Она стиснула зубы, расширенные зрачки ее помутились:
- Не могу...
- Мужайся! Ты... Анна, слышишь? Слышишь?.. Нель-зя так!.. Нель-зя!.. стучался ей в ухо властным окриком.
На правом фланге, на подступах небольшой возвышенности, в балке накапливалась пехота противника. Бунчук заметил это: перебежав с пулеметом на более удобное место, взял возвышенность и балку под обстрел.
"Та-та-та-та-та!.. Та-та-та-та-та-так!" - неровно, обрывисто работал пулемет Ребиндера.

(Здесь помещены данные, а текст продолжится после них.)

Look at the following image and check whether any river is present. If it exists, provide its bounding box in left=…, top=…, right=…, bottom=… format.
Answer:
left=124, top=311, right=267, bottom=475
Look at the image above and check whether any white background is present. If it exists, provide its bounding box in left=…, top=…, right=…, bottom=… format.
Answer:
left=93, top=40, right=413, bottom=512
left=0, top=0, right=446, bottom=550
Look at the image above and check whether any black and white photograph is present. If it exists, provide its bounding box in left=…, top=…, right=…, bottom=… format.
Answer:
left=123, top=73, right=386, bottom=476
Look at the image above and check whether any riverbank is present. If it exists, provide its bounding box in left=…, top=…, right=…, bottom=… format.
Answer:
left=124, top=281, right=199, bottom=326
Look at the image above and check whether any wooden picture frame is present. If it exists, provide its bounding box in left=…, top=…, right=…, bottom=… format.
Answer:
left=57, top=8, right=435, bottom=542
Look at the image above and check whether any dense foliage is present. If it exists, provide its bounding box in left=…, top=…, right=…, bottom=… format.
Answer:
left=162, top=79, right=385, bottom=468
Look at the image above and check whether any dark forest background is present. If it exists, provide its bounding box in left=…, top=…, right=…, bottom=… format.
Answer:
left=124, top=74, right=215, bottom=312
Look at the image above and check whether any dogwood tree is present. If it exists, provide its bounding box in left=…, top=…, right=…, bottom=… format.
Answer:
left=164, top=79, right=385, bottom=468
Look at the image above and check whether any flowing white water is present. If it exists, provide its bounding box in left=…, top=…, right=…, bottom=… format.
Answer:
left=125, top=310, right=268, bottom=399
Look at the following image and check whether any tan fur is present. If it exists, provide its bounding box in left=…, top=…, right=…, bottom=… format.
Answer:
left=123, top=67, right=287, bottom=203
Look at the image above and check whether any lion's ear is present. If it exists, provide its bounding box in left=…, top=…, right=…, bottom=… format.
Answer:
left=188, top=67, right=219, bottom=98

Шагах в двадцати кто-то, охриплый, сердитый, кричал:
- Носилки!.. Нет носилок?.. Носилки!..
- Прице-е-ел... - тягуче пел голос взводного из фронтовых солдат, восемнадцать... Взвод, пли!
К вечеру над суровой землей, снижаясь, завертелись первые снежинки. Через час мокрый, липкий снег притрусил поле и суглинисто-черные комочки убитых, никло полегших везде, где, наступая и отходя, топтались цепи сражавшихся.